The Senate has scuttled the coalition government’s reintroduction of temporary protection visas.

Labor and the Greens teamed up on Monday night to pass a disallowance motion in the Senate, 36 votes to 26, to quash the controversial visas.

The coalition government reintroduced temporary protection visas via regulation in October as a key plank of its hardline Operation Sovereign Borders policy aimed at discouraging asylum seeker boat journeys.

It must now wait for six months to reintroduce regulation of the same substance.

Australian Greens senator Sarah Hanson-Young told the chamber the government’s cruelty should not harm the hearts of people who have suffered so much already.

“No longer will these refugees have to live in limbo,” she said.

“These visas never worked as a deterrent, they only punished the most vulnerable.”

Assistant Minister for Immigration Michaelia Cash said if Labor supported the motion it proved they stood for nothing more than “promulgating the people smugglers’ business model”.

“The choice for the opposition is very clear,” she said, before going on to attack the previous Labor government’s “disastrous legacy” on asylum seeker boat arrivals.

Labor frontbencher Kim Carr told the chamber Labor supported the motion because the visas could result in further tragedies.

“TPVs act as a magnate for women and children… such is the desperation of people seeking to be reunited with their loved ones,” Senator Carr said, explaining that the visas remove scope for family reunions.

The temporary visas were used during the Howard government era.

They gave refugees protection for up to three years and banned them from applying for permanent protection.

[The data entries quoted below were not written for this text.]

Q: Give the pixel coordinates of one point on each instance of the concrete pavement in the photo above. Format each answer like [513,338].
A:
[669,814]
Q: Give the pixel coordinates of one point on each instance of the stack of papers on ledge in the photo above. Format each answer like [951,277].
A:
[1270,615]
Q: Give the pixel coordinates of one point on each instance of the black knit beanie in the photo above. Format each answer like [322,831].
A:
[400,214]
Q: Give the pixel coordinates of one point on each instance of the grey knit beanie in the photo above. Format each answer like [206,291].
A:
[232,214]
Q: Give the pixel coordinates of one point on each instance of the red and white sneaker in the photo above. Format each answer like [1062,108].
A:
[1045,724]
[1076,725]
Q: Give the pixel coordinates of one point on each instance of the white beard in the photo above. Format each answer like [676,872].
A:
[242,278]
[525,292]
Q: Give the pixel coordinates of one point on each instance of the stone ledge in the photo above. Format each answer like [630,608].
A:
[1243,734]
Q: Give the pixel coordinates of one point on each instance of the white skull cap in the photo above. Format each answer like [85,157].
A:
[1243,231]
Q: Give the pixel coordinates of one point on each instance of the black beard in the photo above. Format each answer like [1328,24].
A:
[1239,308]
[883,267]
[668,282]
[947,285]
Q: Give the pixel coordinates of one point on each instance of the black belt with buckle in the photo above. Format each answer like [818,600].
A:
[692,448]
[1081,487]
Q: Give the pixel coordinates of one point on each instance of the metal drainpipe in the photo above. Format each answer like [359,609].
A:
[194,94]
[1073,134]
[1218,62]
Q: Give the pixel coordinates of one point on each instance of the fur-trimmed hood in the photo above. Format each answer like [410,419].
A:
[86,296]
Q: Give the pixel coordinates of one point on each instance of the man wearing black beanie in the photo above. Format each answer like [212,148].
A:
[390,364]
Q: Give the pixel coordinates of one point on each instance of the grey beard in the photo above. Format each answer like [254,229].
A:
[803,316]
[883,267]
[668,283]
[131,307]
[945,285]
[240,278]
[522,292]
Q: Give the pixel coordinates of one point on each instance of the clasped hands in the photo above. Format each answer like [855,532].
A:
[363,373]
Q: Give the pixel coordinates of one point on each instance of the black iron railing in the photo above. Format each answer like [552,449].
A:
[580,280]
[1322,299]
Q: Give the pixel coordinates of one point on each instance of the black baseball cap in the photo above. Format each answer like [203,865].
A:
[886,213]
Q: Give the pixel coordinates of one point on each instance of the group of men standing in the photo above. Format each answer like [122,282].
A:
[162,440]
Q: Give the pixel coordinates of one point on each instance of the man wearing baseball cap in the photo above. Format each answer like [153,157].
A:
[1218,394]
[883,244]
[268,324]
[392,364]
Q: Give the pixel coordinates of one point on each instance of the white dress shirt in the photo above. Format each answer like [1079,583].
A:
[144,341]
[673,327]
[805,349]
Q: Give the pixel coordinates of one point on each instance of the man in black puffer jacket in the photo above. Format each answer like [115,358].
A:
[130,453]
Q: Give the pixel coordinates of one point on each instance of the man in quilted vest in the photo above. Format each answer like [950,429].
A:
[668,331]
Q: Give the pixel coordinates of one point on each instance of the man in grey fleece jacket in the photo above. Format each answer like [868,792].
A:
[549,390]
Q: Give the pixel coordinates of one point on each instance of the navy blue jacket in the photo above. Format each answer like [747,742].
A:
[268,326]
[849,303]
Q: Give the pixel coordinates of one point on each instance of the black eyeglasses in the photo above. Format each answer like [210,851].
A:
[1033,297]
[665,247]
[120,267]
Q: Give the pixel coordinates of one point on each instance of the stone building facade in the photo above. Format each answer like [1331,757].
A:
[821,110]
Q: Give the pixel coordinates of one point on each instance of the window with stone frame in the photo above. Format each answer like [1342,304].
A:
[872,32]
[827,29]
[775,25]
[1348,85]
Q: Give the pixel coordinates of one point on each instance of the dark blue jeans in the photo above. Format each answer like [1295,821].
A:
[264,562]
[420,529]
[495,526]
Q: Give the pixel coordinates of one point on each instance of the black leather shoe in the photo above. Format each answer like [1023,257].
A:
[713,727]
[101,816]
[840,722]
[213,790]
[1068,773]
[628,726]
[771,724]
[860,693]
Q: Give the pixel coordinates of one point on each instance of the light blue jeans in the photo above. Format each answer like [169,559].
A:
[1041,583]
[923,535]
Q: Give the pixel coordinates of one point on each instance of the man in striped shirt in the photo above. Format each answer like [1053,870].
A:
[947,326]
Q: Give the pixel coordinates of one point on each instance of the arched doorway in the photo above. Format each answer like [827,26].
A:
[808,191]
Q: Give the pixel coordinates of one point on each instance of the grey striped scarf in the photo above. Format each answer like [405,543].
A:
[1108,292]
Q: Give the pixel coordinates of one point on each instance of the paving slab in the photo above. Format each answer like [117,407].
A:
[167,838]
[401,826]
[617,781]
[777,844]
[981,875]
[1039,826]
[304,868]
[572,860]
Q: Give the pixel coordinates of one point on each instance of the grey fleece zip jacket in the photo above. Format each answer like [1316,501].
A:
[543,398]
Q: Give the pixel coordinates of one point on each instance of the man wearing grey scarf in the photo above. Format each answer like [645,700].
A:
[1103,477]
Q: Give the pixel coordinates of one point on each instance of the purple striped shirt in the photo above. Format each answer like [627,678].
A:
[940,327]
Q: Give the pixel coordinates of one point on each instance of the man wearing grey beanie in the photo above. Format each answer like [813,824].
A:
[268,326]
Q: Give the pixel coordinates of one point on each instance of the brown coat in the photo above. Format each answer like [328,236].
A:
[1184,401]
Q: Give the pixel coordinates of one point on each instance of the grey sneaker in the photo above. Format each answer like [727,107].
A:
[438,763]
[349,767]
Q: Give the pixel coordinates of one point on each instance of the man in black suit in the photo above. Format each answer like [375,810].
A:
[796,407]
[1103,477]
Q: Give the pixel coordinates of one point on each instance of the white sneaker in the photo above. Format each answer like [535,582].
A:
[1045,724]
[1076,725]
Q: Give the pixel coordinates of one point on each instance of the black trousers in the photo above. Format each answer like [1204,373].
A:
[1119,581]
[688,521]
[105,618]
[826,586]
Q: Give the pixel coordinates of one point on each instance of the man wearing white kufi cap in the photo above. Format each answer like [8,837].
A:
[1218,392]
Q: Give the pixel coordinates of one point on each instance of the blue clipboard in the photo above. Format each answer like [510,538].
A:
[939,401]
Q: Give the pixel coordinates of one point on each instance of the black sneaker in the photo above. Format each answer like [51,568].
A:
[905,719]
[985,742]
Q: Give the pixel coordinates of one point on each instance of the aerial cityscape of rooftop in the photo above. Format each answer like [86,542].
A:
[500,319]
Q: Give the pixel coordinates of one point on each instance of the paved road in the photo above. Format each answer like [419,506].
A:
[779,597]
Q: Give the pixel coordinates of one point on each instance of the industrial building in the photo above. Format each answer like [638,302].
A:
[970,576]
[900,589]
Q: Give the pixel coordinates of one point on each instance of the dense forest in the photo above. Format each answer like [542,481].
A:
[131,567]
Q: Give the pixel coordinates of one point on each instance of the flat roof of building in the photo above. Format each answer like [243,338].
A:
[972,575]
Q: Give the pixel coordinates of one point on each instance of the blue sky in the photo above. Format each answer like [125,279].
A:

Labor abolished the visas in August 2008.

Monday’s outcome was slammed by Immigration Minister Scott Morrison who vows to press on with the coalition’s commitments to fight people smuggling.

“The vote to abolish TPVs (temporary protection visas) is a vote to deliver on the promise of people smugglers to more than 33,000 people who turned up illegally on boats,” Mr Morrison said in a statement issued late on Monday.

He added that the backlog of asylum seekers waiting to be issued with visas under Labor’s system will not be settled by the coalition.

“We will be keeping our promise to deny permanent residence to those who arrived illegally by boat, whether they turned up three months ago or three years ago.”